Sumantra Maitra writes for the Martin Center that opposition to Critical Race Theory is growing.
[W]hat seems to be the issue? Democratic systems perform on the fundamental premise that representatives will legislate to implement public opinion on which they win elections. If a politician stands on a platform and persuades a majority of the people, he gets elected and is free to legislate his platform into effect. By that logic, none of these bans are problematic. In fact, this process is exactly how the system is supposed to work—and was not working so far. The market was rigged and needed an intervention. …
… [T]here’s a philosophical difference in legislating course curriculum, which can be used as propaganda, and legislating pseudoscience and divisive concepts out of the curriculum.
The two are not the same, just as a man pushing a woman in front of an oncoming train isn’t the same as a man pushing her out of the way of an oncoming train just because he is pushing a woman (to paraphrase William F. Buckley).

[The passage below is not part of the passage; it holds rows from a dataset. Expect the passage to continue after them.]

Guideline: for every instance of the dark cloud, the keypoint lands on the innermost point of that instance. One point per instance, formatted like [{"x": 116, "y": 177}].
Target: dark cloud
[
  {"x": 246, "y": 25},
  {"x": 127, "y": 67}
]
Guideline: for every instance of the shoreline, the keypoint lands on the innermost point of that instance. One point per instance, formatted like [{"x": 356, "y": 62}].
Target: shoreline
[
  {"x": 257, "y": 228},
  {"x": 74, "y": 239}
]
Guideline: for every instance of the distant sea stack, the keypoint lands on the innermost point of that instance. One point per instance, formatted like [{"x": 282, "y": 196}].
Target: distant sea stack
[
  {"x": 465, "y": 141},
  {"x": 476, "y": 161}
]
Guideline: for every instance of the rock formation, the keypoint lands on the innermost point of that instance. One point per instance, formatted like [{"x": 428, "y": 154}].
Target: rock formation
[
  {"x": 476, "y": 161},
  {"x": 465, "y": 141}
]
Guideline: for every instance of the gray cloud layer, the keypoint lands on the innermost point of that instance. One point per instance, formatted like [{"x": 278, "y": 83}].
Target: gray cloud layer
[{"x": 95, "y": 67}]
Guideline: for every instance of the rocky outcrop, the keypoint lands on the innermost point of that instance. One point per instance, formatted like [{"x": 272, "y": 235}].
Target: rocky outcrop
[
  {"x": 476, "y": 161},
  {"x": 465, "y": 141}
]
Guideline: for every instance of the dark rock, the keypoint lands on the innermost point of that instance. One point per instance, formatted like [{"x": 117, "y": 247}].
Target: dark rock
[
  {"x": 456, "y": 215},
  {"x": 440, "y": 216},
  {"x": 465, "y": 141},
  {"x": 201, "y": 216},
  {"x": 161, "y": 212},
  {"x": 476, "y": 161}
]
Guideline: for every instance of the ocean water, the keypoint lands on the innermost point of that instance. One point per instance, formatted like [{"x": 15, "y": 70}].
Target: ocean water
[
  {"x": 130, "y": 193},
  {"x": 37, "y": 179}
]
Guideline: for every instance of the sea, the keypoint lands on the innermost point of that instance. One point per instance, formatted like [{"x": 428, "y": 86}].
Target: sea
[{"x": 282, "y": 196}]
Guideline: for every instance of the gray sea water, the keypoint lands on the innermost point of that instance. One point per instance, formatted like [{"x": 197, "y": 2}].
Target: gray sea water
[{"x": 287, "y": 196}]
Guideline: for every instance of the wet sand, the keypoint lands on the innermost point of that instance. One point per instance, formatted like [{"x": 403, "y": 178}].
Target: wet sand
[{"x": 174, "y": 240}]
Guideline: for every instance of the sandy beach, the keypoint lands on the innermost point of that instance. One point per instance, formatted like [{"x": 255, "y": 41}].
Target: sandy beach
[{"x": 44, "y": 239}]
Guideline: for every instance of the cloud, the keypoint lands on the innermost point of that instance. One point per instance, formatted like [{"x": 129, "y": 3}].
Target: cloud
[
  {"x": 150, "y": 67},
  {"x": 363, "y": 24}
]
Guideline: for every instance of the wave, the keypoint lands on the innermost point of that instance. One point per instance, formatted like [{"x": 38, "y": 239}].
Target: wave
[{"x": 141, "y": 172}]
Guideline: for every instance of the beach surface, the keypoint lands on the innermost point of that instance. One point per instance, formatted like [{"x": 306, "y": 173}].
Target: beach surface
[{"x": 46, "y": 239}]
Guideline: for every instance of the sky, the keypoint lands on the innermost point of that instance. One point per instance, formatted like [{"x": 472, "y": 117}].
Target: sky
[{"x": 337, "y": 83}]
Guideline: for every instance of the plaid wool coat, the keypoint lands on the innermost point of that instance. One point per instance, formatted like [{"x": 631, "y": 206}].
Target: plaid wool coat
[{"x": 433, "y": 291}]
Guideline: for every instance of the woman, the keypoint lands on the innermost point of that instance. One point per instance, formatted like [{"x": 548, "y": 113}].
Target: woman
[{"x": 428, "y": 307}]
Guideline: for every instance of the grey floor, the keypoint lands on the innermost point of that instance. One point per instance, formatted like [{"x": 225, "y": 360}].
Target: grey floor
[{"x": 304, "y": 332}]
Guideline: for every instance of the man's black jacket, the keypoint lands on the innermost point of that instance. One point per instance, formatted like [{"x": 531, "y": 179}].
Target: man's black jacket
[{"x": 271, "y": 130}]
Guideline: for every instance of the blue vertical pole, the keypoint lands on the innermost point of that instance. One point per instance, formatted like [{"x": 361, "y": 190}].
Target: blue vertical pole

There is a qualitative difference between the two acts. Activists on the left frame any governmental limits on racial trainings as “ideological incursions,” but claim that stuffing every institution, funding committee, and public body with radicals is the march of progress toward objectivity and enlightenment.

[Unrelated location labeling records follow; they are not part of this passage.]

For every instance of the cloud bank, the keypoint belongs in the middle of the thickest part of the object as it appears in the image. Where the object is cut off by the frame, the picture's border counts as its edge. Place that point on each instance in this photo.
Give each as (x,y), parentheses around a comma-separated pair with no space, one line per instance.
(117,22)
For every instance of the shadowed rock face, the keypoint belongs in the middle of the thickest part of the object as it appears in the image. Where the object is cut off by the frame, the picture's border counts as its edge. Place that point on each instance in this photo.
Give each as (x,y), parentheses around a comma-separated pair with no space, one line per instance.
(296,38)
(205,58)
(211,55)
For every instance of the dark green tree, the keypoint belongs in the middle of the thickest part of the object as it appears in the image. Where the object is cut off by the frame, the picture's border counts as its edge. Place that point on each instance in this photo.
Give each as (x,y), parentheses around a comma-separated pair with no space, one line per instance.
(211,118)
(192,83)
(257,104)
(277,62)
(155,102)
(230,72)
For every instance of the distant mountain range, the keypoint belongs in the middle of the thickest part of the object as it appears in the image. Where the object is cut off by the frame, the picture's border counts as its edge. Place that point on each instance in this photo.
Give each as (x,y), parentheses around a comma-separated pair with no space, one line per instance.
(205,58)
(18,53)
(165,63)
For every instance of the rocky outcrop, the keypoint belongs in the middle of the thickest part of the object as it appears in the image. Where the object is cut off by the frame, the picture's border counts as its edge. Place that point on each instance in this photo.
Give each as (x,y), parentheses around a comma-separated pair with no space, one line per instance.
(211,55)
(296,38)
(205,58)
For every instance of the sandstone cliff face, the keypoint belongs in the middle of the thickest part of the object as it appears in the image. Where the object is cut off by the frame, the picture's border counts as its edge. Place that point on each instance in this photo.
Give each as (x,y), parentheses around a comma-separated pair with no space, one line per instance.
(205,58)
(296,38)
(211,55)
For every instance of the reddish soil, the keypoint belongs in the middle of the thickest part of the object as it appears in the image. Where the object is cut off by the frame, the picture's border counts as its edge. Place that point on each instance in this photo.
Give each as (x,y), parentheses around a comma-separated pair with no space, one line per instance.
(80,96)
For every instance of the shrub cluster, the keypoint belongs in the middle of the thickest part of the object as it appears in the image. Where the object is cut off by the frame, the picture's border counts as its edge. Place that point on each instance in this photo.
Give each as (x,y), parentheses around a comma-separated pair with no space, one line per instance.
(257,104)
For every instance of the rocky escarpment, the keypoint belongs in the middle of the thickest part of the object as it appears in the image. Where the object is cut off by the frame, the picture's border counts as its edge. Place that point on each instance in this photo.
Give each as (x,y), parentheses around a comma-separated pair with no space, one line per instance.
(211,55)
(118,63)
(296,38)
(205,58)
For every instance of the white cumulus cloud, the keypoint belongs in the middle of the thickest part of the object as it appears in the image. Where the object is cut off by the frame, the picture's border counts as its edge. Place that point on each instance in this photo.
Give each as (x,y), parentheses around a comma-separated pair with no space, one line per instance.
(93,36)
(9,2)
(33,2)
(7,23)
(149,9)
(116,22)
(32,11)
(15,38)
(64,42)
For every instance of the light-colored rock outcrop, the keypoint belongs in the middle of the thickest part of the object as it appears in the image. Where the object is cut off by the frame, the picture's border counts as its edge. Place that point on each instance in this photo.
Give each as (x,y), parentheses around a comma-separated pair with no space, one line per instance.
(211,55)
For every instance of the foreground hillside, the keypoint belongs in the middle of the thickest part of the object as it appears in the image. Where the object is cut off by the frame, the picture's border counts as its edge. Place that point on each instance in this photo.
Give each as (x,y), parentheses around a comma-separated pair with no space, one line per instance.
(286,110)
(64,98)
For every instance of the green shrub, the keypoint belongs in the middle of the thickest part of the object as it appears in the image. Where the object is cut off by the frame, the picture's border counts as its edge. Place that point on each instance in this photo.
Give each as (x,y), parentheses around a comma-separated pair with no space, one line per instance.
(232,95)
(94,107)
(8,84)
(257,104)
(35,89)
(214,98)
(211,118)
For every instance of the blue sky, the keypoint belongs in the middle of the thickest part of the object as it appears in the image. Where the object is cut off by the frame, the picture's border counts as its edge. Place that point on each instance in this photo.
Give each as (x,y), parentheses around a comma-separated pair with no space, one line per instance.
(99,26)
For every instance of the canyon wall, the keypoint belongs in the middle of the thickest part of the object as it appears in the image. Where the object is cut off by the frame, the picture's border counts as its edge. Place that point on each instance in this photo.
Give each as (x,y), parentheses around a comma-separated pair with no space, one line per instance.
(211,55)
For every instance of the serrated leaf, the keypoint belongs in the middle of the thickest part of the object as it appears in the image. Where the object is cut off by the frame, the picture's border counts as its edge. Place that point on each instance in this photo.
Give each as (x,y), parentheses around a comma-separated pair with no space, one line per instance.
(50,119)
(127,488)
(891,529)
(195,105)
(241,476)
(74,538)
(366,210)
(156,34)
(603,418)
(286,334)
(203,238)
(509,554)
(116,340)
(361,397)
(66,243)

Legislation to bring a semblance of balance is in fact necessary when the entire ideological edifice is under the control of the left. Legislation is not value-neutral, but it is the only way to implement policy in a democratic polity. At the time of writing, Ontario and Calgary in Canada have legislated and mandated free speech in schools. Most importantly, in Britain, the higher ed department has taken the fight in a landmark policy by mandating free speech on penalty of fines, putting the burden of implementation on universities.
There is some difference between studying critical race theory as an academic discipline and using critical race theory to purge opposing ideas in the academy.